Unfortunately, bills sensible enough to command sufficient consensus can pass in daylight. Only legislation failing that test requires Ganda evasions.

That is what Proposition 54 addresses. It would require any bill to be both in print and available on the internet 72 hours before it could be enacted (with a ‘public emergency” escape clause). It would also intensify the sunlight on the sausage-making by mandatory videotaping of all public meetings, to be posted online within 24 hours, and by allowing any citizen to record any public meeting and use it without restriction.

Despite Proposition 54’s potential to protect Californians from legislative back-room bullying, it has opponents, particularly among power brokers. One rebuttal is, in essence, that despite missing deadlines or failing to get approval, sometimes legislatures “just need to act.” But that is not a reason; it simply assumes its conclusion — the powerful must be allowed to circumvent the rules whenever they decide it is necessary. That is why the Democratic Party opposes Proposition 54 with a preposterous rhetorical Ganda, twisting its protections against unwarranted legislative abuses into a claim that it would better allow “special interests” (i.e., those targeted for harm to fund legislative presents for others) to “block timely legislative action.”

The core problem is that for Ganda bills to benefit Californians requires several false things to be true.

The bill would have to be the Legislature’s business.
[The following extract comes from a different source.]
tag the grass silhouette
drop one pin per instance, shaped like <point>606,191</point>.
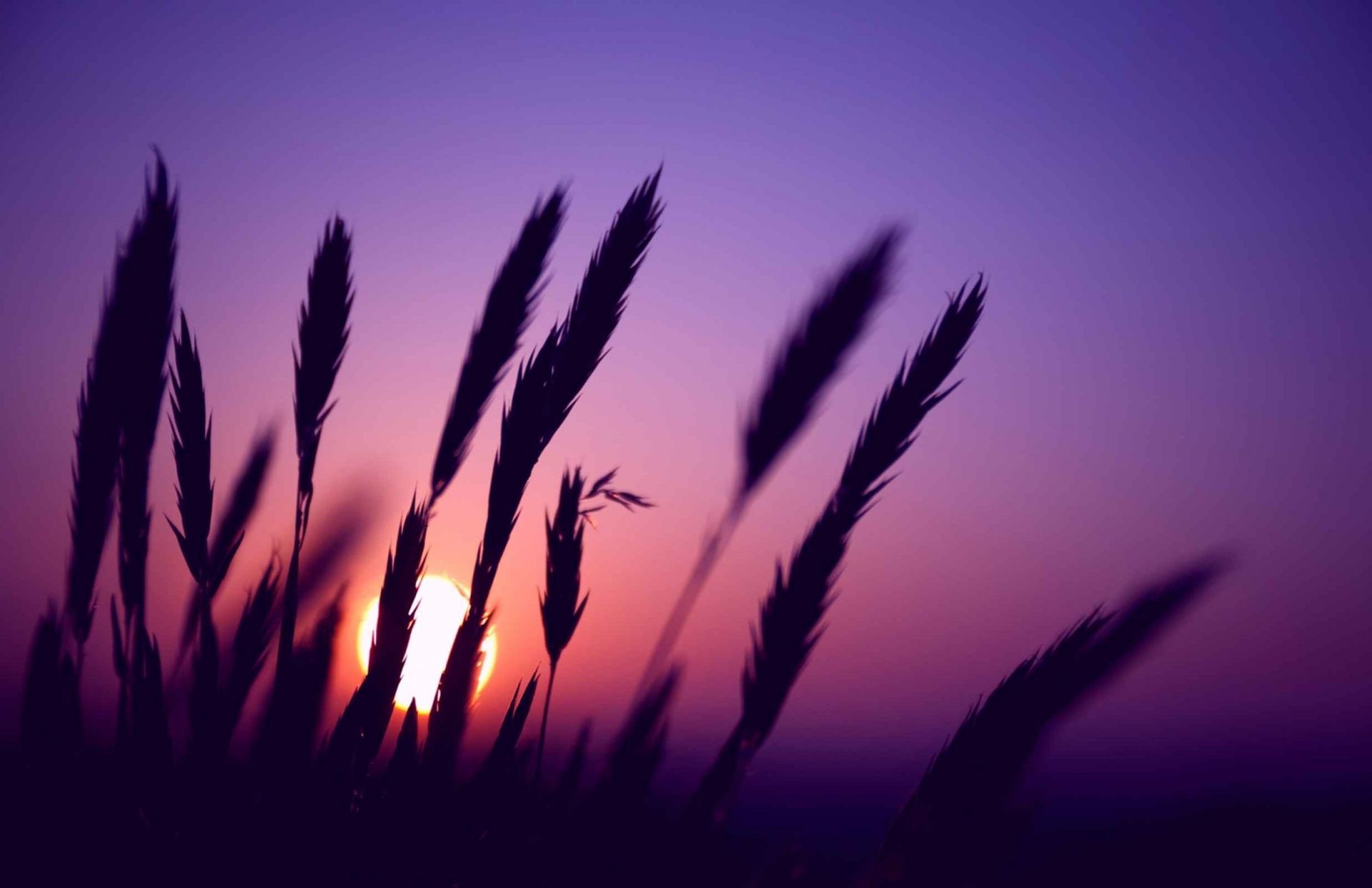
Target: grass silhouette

Unfortunately, despite injecting itself everywhere, very little legislation can actually advance our general welfare. Benefiting some at others’ expense is another matter, but such bills deserve destruction, not greasing through.

Only the Legislature must be competent to deal with the issue. Where people can work things out for themselves, no legislation is needed, except repeal of what prevents voluntary private solutions. Those lauded by politicians for their wisdom during campaigns deserve the power to use it in their own affairs.

The problem must be too urgent to wait for ensuing terms. The sponsor must know how to implement an efficient and equitable solution. It must also come as a sudden surprise. But it is laughable to think of our legislators quickly developing real solutions to serious problems unrecognized just weeks before, and still needing to sneak them through.

Gut and amend survives only because it lets urgency insulate legislators from accountability. Capitol power brokers may “need” it for their purposes, but it harms citizens. That is why eliminating Ganda is important and also why all such legislative attempts have been killed. Proposition 54, which the legislature would morph into the “We Can Do Whatever We Want Act” at the last minute, given the chance, deserves support, in order to take such chances away.

Gary M. Galles is a professor of economics at Pepperdine University, a research fellow at the Independent Institute, adjunct scholar at the Ludwig von Mises Institute, and member of the FEE faculty network. His most recent books are Faulty Premises, Faulty Policies (2014) and Lines of Liberty (2016) 

Comments

  1. I just went through the “Voters Guide” and made my decisions. Out of 17 measures I voted “yes” on only three of them, one being 54. I do not understand how anyone cannot be confused by this monstrous ballot. I consider myself half way intelligent with a life long experience on many things but had to tread carefully. What about all of the less experienced or uneducated? Are they going to make the right decisions? Is this what the “activists” and liberals are counting on?

  2. Forgot to complete my name.

  3. I’d like more than 72 hours. I’d like a FULL 5 DAY WORK WEEK, posted online for the public to read and time for public response.

  4. It would be a start to a return to normalcy, and sanity.
    Returning to a part-time legislature would be next, with the requirement that all budget matters be handled in even-numbered years (election years – and moving to a two-year budgetary cycle) so that the legislators have to face their constituents with the spending fresh in the voters minds.